Parliamentary group leader of the Republican People's Party
- In office 1 June 2010 – 24 June 2015
- Leader: Kemal Kılıçdaroğlu
- Preceded by: Kemal Kılıçdaroğlu
- Succeeded by: Özgür Özel

Member of the Grand National Assembly
- In office 3 November 2002 – 3 June 2023
- Constituency: Trabzon (2002, 2007) (Istanbul I) (2011, June 2015, Nov 2015, 2018)

19th Treasurer of Istanbul
- In office 8 September 1997 – 2 March 1999
- Minister: Zekeriya Temizel
- Preceded by: Nurettin Canikli
- Succeeded by: Kadir Boy

Personal details
- Born: 1 December 1953 (age 72) Araklı, Trabzon, Turkey
- Party: Republican People's Party
- Alma mater: Ankara University Gazi University
- Occupation: Politician
- Website: Official Website

= Akif Hamzaçebi =

Turkish politician and economist

Mehmet Akif Hamzaçebi (born 1 December 1953) is a Turkish politician and economist who has served as a Member of Parliament for Istanbul's 1st electoral district since 12 June 2011. Previously, he served as an MP for the electoral district of Trabzon between 2002 and 2011. He is a member of the Republican People's Party (CHP) of Turkey, having served as the party's spokesperson on planning and budgetary issues as well as a parliamentary group leader between 2010 and 2015.

==Early life and career==
Akif Hamzaçebi was born on 1 December 1953 in Araklı, Trabzon. He graduated from Istanbul Bakırköy high school in 1970, later graduating from Ankara University Faculty of Political Science in 1974. He received his master's degree from Gazi University Institute of Social Sciences Finance Department, focusing on income, establishments and the integration of taxation.

===Civil Service===
He began working at the Ministry of Finance General Directorate of Income. In 1974, he became the Deputy Revenue Office Inspector, rising to become the Revenue Office Inspector on 6 December 1977. Between 1983 and 1984, he received a year's worth of work experience in the United States. On 13 January 1985, he became the Chief Inspector of Revenue. Between 1986 and 1990, he served as the Deputy Treasurer of Istanbul, rising to become the Treasurer of Ankara between 5 February 1990 and 24 June 1993. Between 24 June 1993 and 4 September 1997, he served as the General Directorate of National Real Estate, becoming the Treasurer of Istanbul on 8 September 1997. He left this post on 2 March 1999, becoming the General Directorate of Income on 4 March 1999. He left this post on 3 November 2002 after being elected as a Member of Parliament in the 2002 general election for Trabzon.

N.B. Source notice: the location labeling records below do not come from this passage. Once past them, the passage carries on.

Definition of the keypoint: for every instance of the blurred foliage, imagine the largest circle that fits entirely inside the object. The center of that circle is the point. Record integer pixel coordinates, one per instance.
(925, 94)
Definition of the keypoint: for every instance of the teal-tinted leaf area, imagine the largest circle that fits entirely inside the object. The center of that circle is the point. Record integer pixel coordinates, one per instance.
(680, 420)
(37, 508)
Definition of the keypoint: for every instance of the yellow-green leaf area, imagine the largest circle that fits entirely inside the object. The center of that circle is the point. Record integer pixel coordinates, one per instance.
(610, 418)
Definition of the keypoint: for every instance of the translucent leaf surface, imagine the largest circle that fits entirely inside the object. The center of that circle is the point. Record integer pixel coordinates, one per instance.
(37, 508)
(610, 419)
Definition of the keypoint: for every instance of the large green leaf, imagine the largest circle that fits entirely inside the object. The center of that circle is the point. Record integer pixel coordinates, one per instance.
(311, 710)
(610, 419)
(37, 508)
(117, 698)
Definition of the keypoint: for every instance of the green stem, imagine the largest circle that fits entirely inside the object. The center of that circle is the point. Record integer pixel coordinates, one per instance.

While serving as the General Director of Income, Hamzaçebi wrote as a columnist for the Finansal Forum newspaper, focusing on economic issues. He was also a member of the Underwater Sports Federation and the Volleyball Federation.

==Political career==
Hamzaçebi was elected as an MP in the 2002 general election for Trabzon and was re-elected in the 2007 general election. Between 2002 and 2007, he served on the Parliamentary Committee of Planning and Budgetary Issues. In the general election of 2011, he was elected as an MP for Istanbul's 1st electoral district and was re-elected in the June 2015 general election. He was the CHP spokesperson for planning and budgetary issues between 22 July 2007 and 1 June 2010, after which he served as a CHP parliamentary group leader until 24 June 2015. He was part of the CHP delegation during coalition negotiations following the 2015 general election.